A widespread problem
The experience of intimate partner violence is unfortunately all too common among women working in the Turkish private sector. According to a study that Ipsos has been conducting for Sabanci University Corporate Governance Forum’s Business Against Domestic Violence Project since 20147 , three-quarters (75%) of white collar working women have experienced at least one type of violent behavior from their intimate partners in the last five years. Psychological and emotional violence is most common (64%), followed by social violence which includes acts such as becoming angry when talking with other men and controlling where the woman goes and whom she meets (52%), physical violence (23%), and economic violence (23%)8 . As Nata Duvvury and Stacey Scriver point out in their article, the effects of violence can be limiting for women’s career advacement.
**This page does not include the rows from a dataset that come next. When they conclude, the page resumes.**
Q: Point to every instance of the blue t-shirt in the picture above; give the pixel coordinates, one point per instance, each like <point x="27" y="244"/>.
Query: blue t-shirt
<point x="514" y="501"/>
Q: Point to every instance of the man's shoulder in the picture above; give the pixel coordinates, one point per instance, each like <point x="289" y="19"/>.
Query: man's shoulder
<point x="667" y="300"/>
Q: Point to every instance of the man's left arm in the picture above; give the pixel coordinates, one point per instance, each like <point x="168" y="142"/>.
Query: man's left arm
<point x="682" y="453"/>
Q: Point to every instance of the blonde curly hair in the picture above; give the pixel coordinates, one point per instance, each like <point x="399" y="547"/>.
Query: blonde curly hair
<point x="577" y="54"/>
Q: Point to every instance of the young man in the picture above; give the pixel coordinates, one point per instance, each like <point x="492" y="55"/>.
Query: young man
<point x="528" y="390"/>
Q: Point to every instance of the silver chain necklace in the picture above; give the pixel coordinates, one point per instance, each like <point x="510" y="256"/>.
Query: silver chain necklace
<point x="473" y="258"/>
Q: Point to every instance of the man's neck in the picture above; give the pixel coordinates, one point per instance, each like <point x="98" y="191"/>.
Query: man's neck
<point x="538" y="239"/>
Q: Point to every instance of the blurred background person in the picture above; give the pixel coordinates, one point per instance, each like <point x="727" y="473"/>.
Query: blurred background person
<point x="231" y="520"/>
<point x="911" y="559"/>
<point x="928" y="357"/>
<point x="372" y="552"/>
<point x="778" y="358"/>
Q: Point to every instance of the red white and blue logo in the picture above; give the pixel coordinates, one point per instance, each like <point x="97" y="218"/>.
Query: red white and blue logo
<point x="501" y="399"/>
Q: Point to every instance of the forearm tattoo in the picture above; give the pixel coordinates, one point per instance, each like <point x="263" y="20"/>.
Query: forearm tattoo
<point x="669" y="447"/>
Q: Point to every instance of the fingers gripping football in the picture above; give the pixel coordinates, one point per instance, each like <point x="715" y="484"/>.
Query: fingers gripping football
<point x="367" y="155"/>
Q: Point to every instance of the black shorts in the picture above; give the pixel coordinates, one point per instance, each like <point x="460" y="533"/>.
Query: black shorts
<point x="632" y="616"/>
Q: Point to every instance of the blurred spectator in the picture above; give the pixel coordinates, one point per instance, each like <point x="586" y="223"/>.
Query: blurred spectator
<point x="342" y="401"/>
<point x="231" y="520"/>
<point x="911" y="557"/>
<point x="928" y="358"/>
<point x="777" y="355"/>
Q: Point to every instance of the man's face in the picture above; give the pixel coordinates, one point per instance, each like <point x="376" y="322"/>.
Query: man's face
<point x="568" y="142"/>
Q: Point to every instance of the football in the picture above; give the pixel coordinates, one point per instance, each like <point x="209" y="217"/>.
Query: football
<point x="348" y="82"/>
However, the effects of violence also cost employers money through staff absences and poor performance. Initimate partner violence is a issue for both the public and the private sector.
Women do not seek help from the workplace
According to our study, almost all (91%) working men and women think that intimate partner violence impacts work life either considerably or completely. However, companies or employers are not seen as a source of support in cases of violence, as only 8% of men and women would consider seeking support from someone in the workplace, like managers, human resources staff, or colleagues. Almost half of the women surveyed (45%) stated that they would be embarrassed to share their experience of violence with their managers.
There are a myriad of things the private sector can do to combat intimate partner violence
Companies have a role to play
Although most people do not see the workplace as part of the solution, there are a myriad of things the private sector can do to combat intimate partner violence and minimise its adverse effects on survivors. The Business Against Domestic Violence (BADV) Project is an example of an initiative that implements support mechanisms in the workplace, while providing tools, methods and best practices to companies. To date, 51 companies have created a Domestic Violence Policy for their employees. The BADV project’s recommended approaches include developing training programs that target all employees in order to create awareness around the definition and the perception of violence, defining psychological counselling as a part of the health benefit plans of the employees, offering employees who are at risk the option of relocation to a different work place, and closely monitoring and penalising cases of workplace violences. Last but not least, there are measures companies can take to prevent the perpetration of violence within working hours or the facilities of the company9 .
Violence against women is a multifaceted issue which pervades all aspects of life, including the home, work and social spheres. Solutions, therefore, must be holistic, drawing in a wide range of actors. Intimate partner violence is a business problem, and private sector companies have a crucial role to play in tackling it. And as the research presented in these two articles suggests, it makes business sense for companies to do so.